Božena Komárková is an important representative of the Brno Protestant dissent. She was born on the 28th of January, 1903, in Tišnov, but her studies brought her to Brno, where she stayed until the end of her life. After graduation, she studied Philosophy, History and Geography at the Faculty of Arts, Masaryk University. Professionally she worked most of her life as a secondary school teacher in several places in Moravia. After the occupation of Czechoslovakia, she joined an anti-Nazi resistance group: Obrana Národa, but in 1940 she was arrested and imprisoned until the end of the war. In 1945 she returned to Brno, where she continued her pedagogical activities. In autumn 1948, she was forced to change school because of ideologic reasons, then had to leave the profession as a teacher and became a librarian at the State Pedagogical Library, where she was released at the end of 1951. Since 1952, due to serious health problems caused by war prisoners, she had been paid as an invalidity pensioner.
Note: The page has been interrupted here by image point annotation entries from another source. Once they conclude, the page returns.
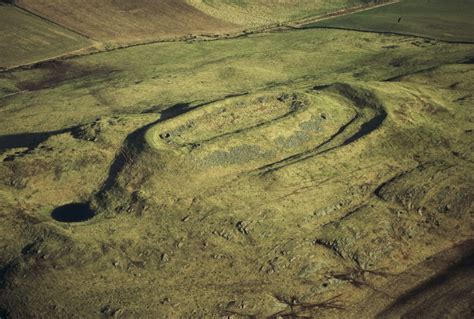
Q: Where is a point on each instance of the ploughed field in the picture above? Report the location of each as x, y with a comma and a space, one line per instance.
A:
313, 173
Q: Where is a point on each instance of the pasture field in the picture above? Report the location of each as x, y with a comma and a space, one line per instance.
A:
261, 12
25, 38
437, 19
316, 173
126, 21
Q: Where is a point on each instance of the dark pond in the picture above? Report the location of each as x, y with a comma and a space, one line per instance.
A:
73, 213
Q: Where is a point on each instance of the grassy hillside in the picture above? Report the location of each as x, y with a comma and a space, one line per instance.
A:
25, 38
313, 173
253, 13
164, 74
127, 21
438, 19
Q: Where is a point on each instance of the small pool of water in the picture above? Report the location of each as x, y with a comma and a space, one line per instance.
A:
73, 213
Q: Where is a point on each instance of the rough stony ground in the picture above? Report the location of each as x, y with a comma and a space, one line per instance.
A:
280, 184
282, 203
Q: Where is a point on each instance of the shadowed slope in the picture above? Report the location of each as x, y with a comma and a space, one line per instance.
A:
126, 21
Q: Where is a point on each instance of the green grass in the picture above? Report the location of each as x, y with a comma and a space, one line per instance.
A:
25, 38
437, 19
262, 12
304, 197
161, 75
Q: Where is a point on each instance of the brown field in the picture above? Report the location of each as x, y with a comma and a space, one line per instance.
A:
26, 38
125, 21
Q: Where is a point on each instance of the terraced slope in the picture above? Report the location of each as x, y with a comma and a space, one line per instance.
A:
438, 19
254, 13
26, 38
279, 203
128, 21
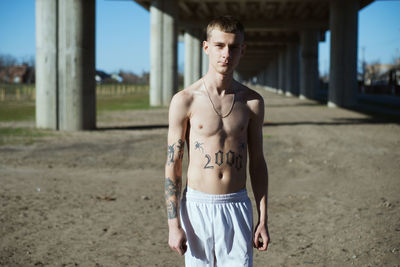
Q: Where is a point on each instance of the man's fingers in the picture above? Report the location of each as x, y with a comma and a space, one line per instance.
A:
256, 240
183, 247
264, 244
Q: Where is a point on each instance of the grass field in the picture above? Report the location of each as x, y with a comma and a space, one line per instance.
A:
109, 97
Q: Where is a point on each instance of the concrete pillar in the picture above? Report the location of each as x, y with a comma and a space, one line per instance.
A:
204, 63
187, 80
274, 73
343, 58
309, 75
156, 51
292, 70
76, 68
197, 48
170, 56
282, 70
46, 64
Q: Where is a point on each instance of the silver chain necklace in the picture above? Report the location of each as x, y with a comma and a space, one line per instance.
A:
216, 111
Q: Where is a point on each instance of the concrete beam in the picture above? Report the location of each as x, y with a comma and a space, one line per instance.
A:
76, 70
170, 57
309, 75
343, 58
292, 70
188, 63
46, 64
156, 53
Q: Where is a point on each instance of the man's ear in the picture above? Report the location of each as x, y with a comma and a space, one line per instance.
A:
243, 50
205, 47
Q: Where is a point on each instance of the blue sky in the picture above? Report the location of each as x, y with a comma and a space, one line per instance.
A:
123, 40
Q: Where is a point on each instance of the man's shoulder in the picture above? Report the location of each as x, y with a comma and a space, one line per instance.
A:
249, 95
184, 98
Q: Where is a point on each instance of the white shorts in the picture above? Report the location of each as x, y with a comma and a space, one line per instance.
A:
218, 228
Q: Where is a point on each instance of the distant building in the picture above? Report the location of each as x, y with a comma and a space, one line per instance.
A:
17, 74
388, 74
In addition to her pedagogical activities, Komárková obtained a doctorate degree at the beginning of 1948. The Habilitation theses was written during the next year, and defended in 1992, in Brno. Among Komárková´s works, the most important, belonging to the ‘Sekularizovaný svět a evangelium, Původ a významný lidských práv, Lidská práva’ (‘Origin and Significance of Human Rights’), where she reflected on the development of modern society and the inalienability of human rights from a Christian point of view. This trend was also evident in its efforts to revive the theological and ecclesiological foundations of the Českobratrské církve evangelické (Evangelical Church of the Brethren), within the New Reconstruction stream. The result of these activities is a book called Zásady Českobratrské církve evangelické (Principles of the Evangelical Church of Czech Brethren).
Božena Komárková represents the Protestant stream of cultural opposition. Already in the early 1950s, she organised secretive seminars for members of the abolished YMCA (Young Men's Christian Association). She joined these activities after the signing of Charter 77; her apartment became one of the most important centres of the Brno dissent, which was especially Christian-oriented. She also published her texts in samizdat or in exile publishing houses.
Božena Komárková was awarded several times in her life for her dissent and intellectual work. In 1982 she received an honorary Doctorate of Theology at the University of Basel, in 1991 the Order of T. G. Masaryk, a year later the gold medal of Masaryk University, in 1993 the medal of Charles University too. She died on the 27th of January, 1997, in Brno.